The Queenston Shale formed after the giant mountain ranges of the Precambrian finally sunk back into the sea. As we recall, our Ontario Megathrust Faults were involved in the creation of the mountains, but they also entered into obscurity.

So, at the end of this orgy of mountain building (orogeny...orgy... get it? ha, Ha!... Ow my back!), we had a big peaceful inland sea. You may wonder, how come we had all these inland seas, and don't have them now? It's because, as Darwin noted, continents go up and down like big hot air balloons. One moment they override a hot piece of mantle ... up!, and the next they go over some very cold slabs ... down!

So, the main mountain building activity was during the next collision, just east of this inland sea. At times, a huge rush of sediment came in, with slits and clays, which formed the shale. Then everything was still for a long time, and it rained down kettle scale, like the stuff I just cleaned out of my water cooler, -- yuck!. This formed the limestone layers.

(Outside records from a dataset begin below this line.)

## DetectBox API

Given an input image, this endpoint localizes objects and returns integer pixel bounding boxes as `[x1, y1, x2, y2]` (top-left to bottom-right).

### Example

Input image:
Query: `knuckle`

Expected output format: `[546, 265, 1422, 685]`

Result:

Well, there were more continental collisions and this stuff was buried and baked. None of it was uniform, like a big hunk of limestone. No, everything hardened at different rates, lots of fluid motion, internal shearing, etc. The results can be viewed in the Scanning Electron Microscope (SEM) slides.

In relatively recent times, this rock has been squeezed tightly by continental high horizontal stresses, most likely associated with regional tectonic motions. It's all made for a complex mess!

So, imagine that we have a giant Star Trek transporter that can take a 50 foot cube of rock, and place it in our laboratory. If we go to normal rock, such as granite, or the chalk of the English Channel, we can pre-instrument the cube, haul it out and place it on our frictionless surface. We would find that the rock would expand, due to the confining stresses being removed. We could recompress the rock with giant presses, back to its original size, and that would be a measure of the in-situ stresses. The rock is elastic!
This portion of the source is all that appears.